Beiträge von Die Swiffer

    Eine umsetzbare Alternative wird es nicht geben

    Es gibt sehr wohl andere Einrichtungen, als die HHF, ohne dass die Tiere Tierschutzrelevant gehalten werden.

    Ja, auch dort kommen Beißeren vor, auch dort verletzen sich immer mal wieder Hunde. Aber zumindest halten die Einrichtungen sich i.d.R. an die Vorschriften. Das ist dann wohl doch ein kleiner Unterschied.

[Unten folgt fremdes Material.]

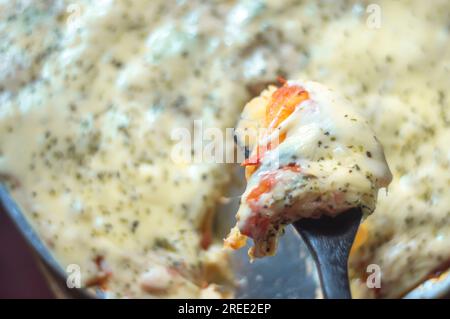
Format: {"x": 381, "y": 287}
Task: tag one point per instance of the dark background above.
{"x": 19, "y": 274}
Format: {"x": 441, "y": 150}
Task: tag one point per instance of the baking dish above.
{"x": 288, "y": 275}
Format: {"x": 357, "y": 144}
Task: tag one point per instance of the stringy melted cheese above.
{"x": 86, "y": 111}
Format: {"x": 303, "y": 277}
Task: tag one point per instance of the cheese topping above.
{"x": 90, "y": 90}
{"x": 325, "y": 160}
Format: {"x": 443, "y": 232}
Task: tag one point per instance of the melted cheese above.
{"x": 89, "y": 93}
{"x": 328, "y": 162}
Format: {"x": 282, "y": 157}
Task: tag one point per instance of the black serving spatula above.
{"x": 329, "y": 240}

    Ist meine Einrichtung unter dem Deckmantel Tierschutz dann vielleicht tierschutzwidrig oder arbeite ich sauber und halte mich an die Vorschriften und Auflagen.

    Und nein, da muss ich nicht auch B sagen, nur weil ich A gesagt habe.

    Das Problem, wohin mit gefährlichen Hunden, besteht aber nicht seit gestern - das gibt es schon lange. Zum Glück gibt es immer mehr Einrichtungen, die die Kapazitäten und fachkundiges Personal haben und auch immer mehr Möglichkeiten für die Mitarbeiter, sich entsprechend weiterzubilden.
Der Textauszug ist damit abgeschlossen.